Students from elementary and middle schools across Shenzhen have started their winter vacations, which means they won’t be attending classes and are free to arrange their time off. A recent online survey showed that nearly six out of ten students plan to spend their vacation staying at home playing computer games.

But rather than gaming alone, students will usually call up their friends and invite them to join as teammates.

“My younger brother has 50 classmates and 30 of them play the same game,” a 10th grade student surnamed Wu told reporters, adding that online games have become a bridge that connects him and his younger brother.

But the trend has caused a headache for parents. A mother surnamed Lin said, “I asked my son what he planned to do during the vacation, and he told me that he would sleep as much as he could and play games as he pleases. I asked him why he doesn’t plan to hang out with his classmates and he said he would form a group with his classmates online and they would play games together.”

A recent report showed that an average of more than 29.1 percent of preschoolers (aged 3 to 6) spend 30 minutes or more on the Internet and 60.8 percent of 14-year-old teenagers spend 30 minutes or more on the Internet and 60 percent playing games.

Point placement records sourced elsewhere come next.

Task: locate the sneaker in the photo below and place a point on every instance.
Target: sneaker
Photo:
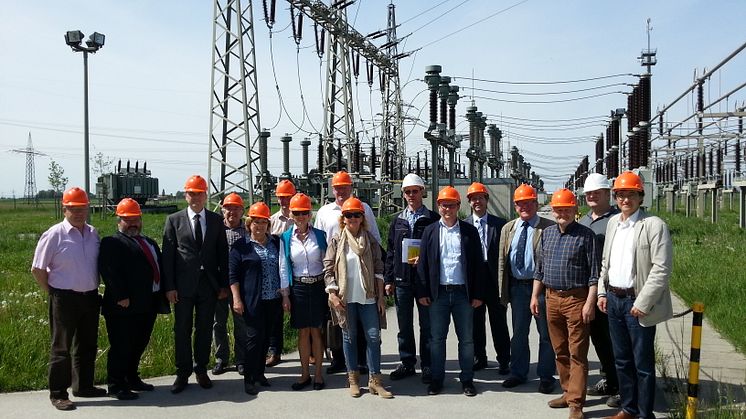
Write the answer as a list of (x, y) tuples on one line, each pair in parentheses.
[(427, 375), (402, 371)]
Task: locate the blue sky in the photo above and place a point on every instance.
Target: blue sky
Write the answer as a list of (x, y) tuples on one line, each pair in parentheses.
[(150, 84)]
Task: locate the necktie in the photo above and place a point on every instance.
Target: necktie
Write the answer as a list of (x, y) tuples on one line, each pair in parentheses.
[(149, 257), (520, 256), (197, 231)]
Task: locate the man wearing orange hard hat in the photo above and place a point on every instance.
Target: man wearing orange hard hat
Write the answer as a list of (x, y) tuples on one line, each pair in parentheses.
[(634, 292), (64, 266), (520, 243), (232, 208), (568, 272), (452, 283), (195, 276), (129, 263)]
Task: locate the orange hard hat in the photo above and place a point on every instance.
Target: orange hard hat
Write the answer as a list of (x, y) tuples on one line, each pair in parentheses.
[(300, 202), (352, 205), (259, 210), (563, 198), (233, 199), (449, 193), (476, 187), (524, 193), (628, 181), (75, 197), (196, 183), (128, 207), (341, 178), (285, 188)]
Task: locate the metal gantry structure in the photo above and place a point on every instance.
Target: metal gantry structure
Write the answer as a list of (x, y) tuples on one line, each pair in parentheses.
[(235, 127)]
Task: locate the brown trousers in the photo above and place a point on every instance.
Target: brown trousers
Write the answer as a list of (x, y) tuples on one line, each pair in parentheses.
[(570, 340)]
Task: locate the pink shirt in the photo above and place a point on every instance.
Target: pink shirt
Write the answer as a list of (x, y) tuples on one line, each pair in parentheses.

To help students have a happy and productive vacation, experts offered some suggestions.

Professor Wu Yan from the Humanities Center of the South University of Science and Technology of China told parents that children playing games is by no means the reason for disharmony in families.

From the perspective of Wang Lamei, an association professor of School of Psychology and Society at Shenzhen University, gaming is a good thing for kids, but they should play games that will actually benefit them.

In Wang’s opinion, beneficial games cultivate children’s cognitive competence, compassion, skill sets and interpersonal communication.

A senior psychology teacher at Shenzhen Middle School Wang Xinhong suggested parents communicate with teenagers and respect them, but at the same time they should let their children know that there are “bottom lines.”

Jiang Zhenyu, a professor of Science Fiction at Beijing Normal University who played games in his childhood, shared his experience negotiating with his father about playing games. He suggested parents let kids know that “there are some things in life that should be given up.”